February 11, 2011

On Agents & Other Angels

Filed under: Backstory,The Writing Life — jenny @ 8:46 pm

I told you guys. I feel I have to keep the backstory coming right now.

But I realized that in so many of these posts there’s someone hovering, unseen, in the background, and I don’t know if I’ve given her her due.

Or, for your sake, dear readers, spoken enough about how to get one of these rare birds to alight.

I’m talking, of course, about literary agents.

I’ve worked with three over a period of, well, a lot more years than that, and they have been to a one, committed, devoted, enthusiastic, and selfless. How else can you explain someone working–for free–to further your dream? Even when my relationship with agent #2 ended on an abrupt note, all of the above still applied to her efforts on my behalf.

One day soon, I hope to send gifts just to say thank you.

So, how do you find a literary agent?

We’ll be talking about exactly that in the course I’m teaching this Sunday, but I thought I’d give a quick and dirty rundown here, before allowing the backstory to finally catch up to mostly present tense.

Let’s say first and foremost that you must make sure you have a great (not just good), polished manuscript that a decent number of people outside your family (unless your family happen to be your toughest critics) love and said they can’t put down.

Then, try these 3 strategies–

#1: Cold query. Websites, print guides, industry rags (such as Publishers Marketplace) are all good resources. But the single best way I’ve found to cold query is to read the acknowledgments in books by authors you admire and contact their agent. If the author is very famous, this won’t work. But if you have a handful of debut authors or mid-listers in hand, you should get a better than average hit rate using this method.

#2: Conferences. There are several where meeting agents is part of the point. Backspace. Wilamette. Check ‘em out. Conferences have the advantage of some face-to-face time. The disadvantage is that everyone there is clamoring for that time and people tend to blend into a blur for an overwhelmed agent. However, if you meet an agent at a conference, your query will almost certainly be looked at. This isn’t necessarily true for a snail mailed query–and even less true for an emailed one.

#3: Personal referrals. This is often the most effective method–although not even the heartiest referral will make an agent take on a project s/he is lackluster about; but it will get you read, and often faster–and yet the hardest to pursue. After all, not many of us know well-positioned authors with great agents. Still, you can try to grow a place yourself within a network of writers. And even if they don’t have an agent to refer you to, they may know another writer who will. So how can you meet writers? Again, go to conferences,  where authors appear. Go to author events, such as reading or signings.

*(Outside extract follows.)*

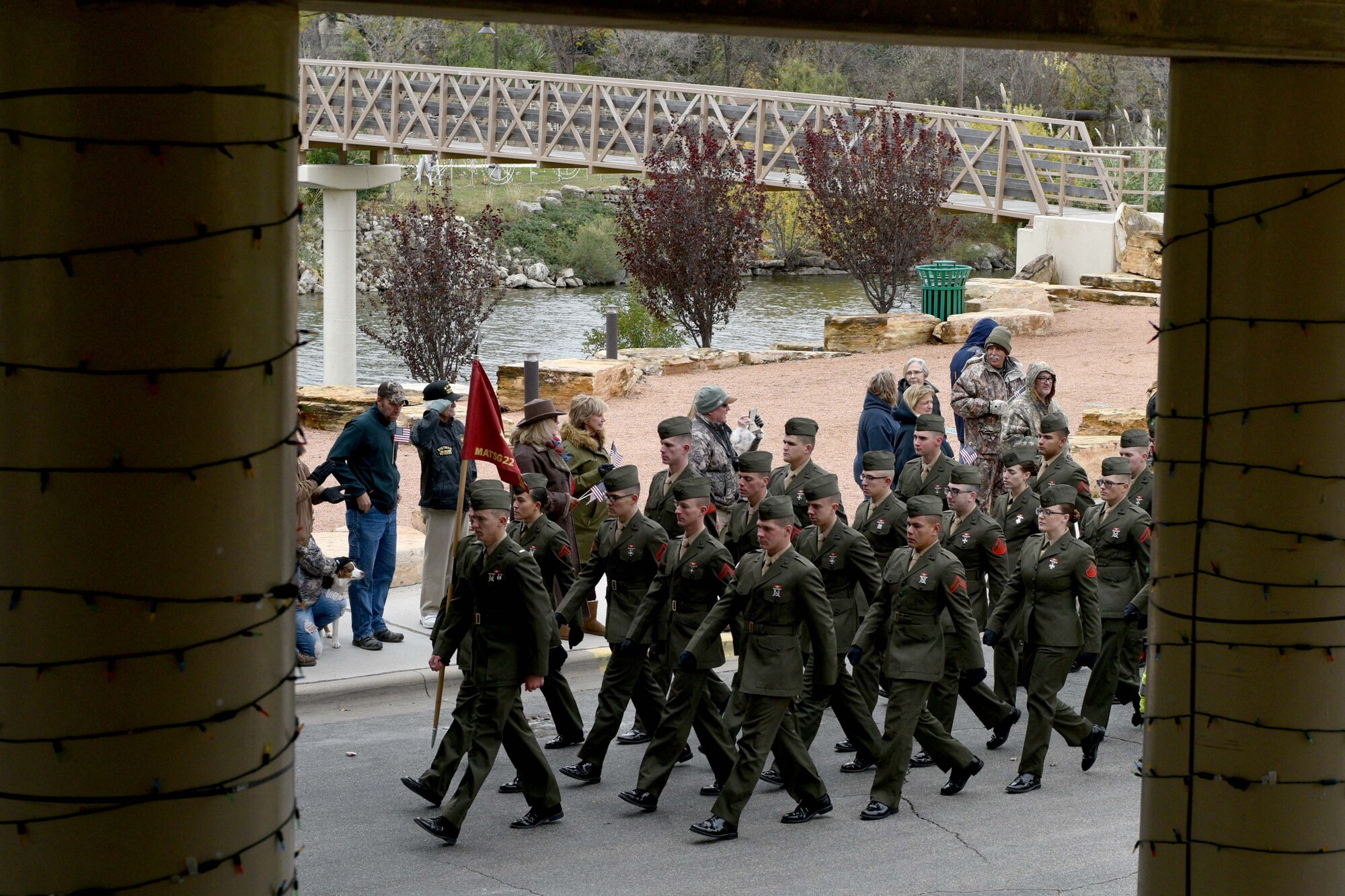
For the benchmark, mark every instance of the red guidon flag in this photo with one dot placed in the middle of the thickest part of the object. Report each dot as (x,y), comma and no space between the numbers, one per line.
(485,436)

Take classes with published writers. Keep in mind that this is not a “method” to “get” an “agent”. Instead it’s a way to begin entering the world you hope to be part of someday. And who knows where that might lead?

So what happened after I signed with Angel–I mean, agent–number three?

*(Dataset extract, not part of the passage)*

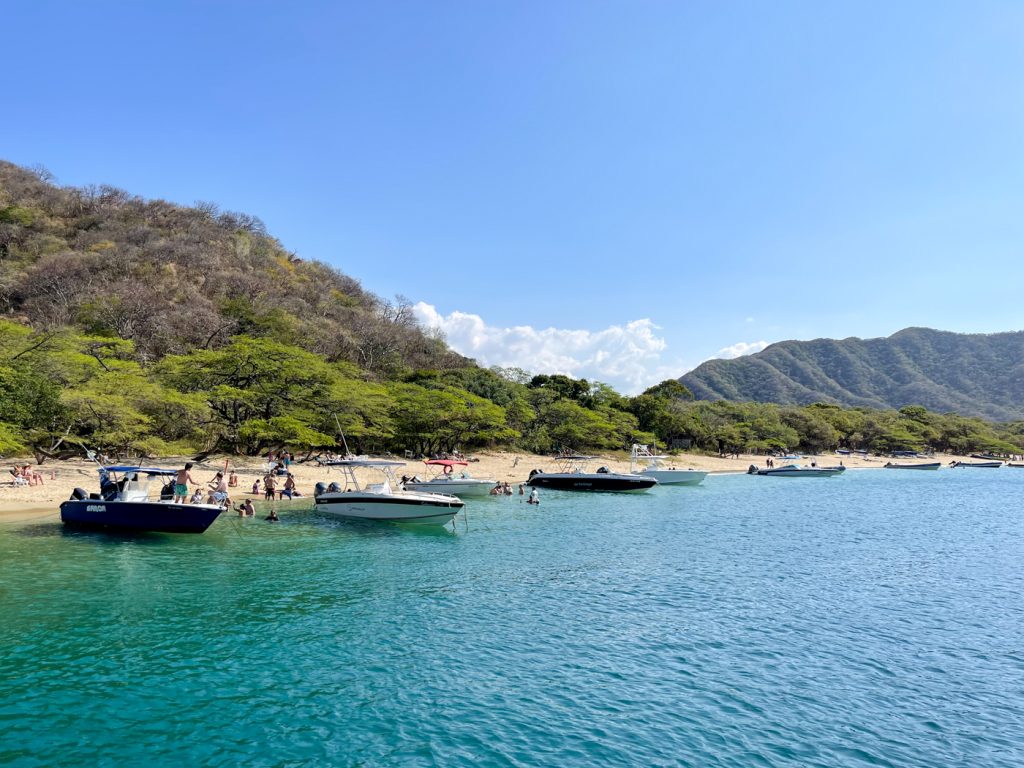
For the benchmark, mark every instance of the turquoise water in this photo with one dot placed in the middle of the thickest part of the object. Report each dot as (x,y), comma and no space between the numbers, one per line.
(873,619)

She sent out the novel my second agent had been submitting, and we had a few editors hold onto it “with interest”.

For a while.

Because I knew how the business worked a little better at this point, I was hard at work on a new novel.

Which I finished.

Many of you may know that just because your agent likes one book of yours is no guarantee she will like another. Luckily my agent did.

She sent it out.

And within a month or so, no fewer than five editors were interested.

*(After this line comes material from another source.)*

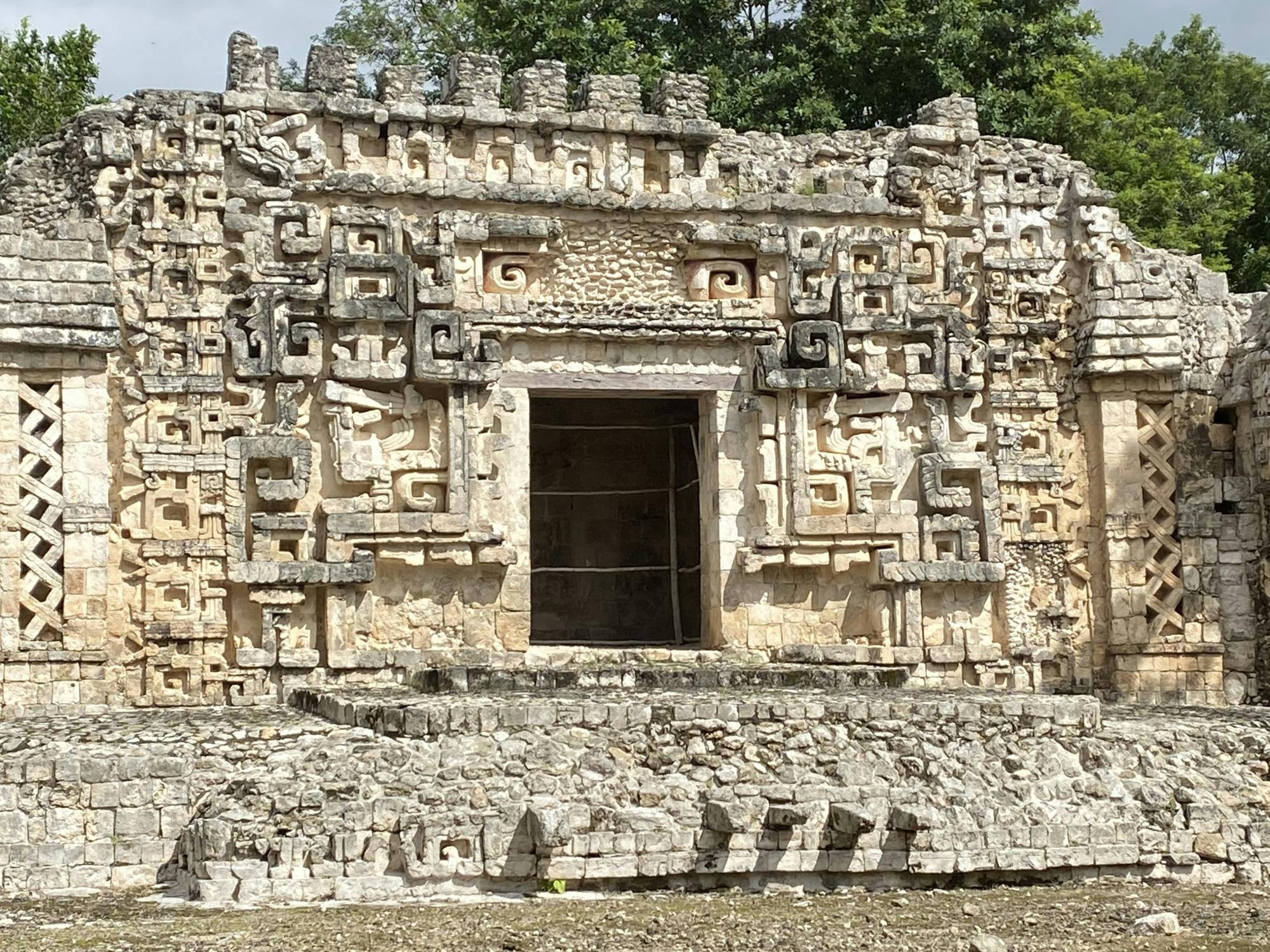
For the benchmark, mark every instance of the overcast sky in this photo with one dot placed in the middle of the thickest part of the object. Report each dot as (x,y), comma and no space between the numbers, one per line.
(181,44)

So what happened? Why is that book not out, or soon to be coming out?

One more backstory post, I swear.

Then–said with a dramatic swishing of curtain cloth–all will be revealed.






4 Comments »

  1. You certainly are a story-teller, you devil-dog, you!

    Comment by Jody — February 11, 2011 @ 9:07 pm

  2. Argggh!! D’oh!

    Comment by Savvy — February 11, 2011 @ 9:28 pm

  3. You kill me, you know.But sigh, I will keep reading anyway…

    Comment by Judy — February 11, 2011 @ 10:52 pm

  4. Very soon I will say: “I knew her when!”

    I love your blog, Jenny – very clear, down-to-earth account of what to expect for emerging authors.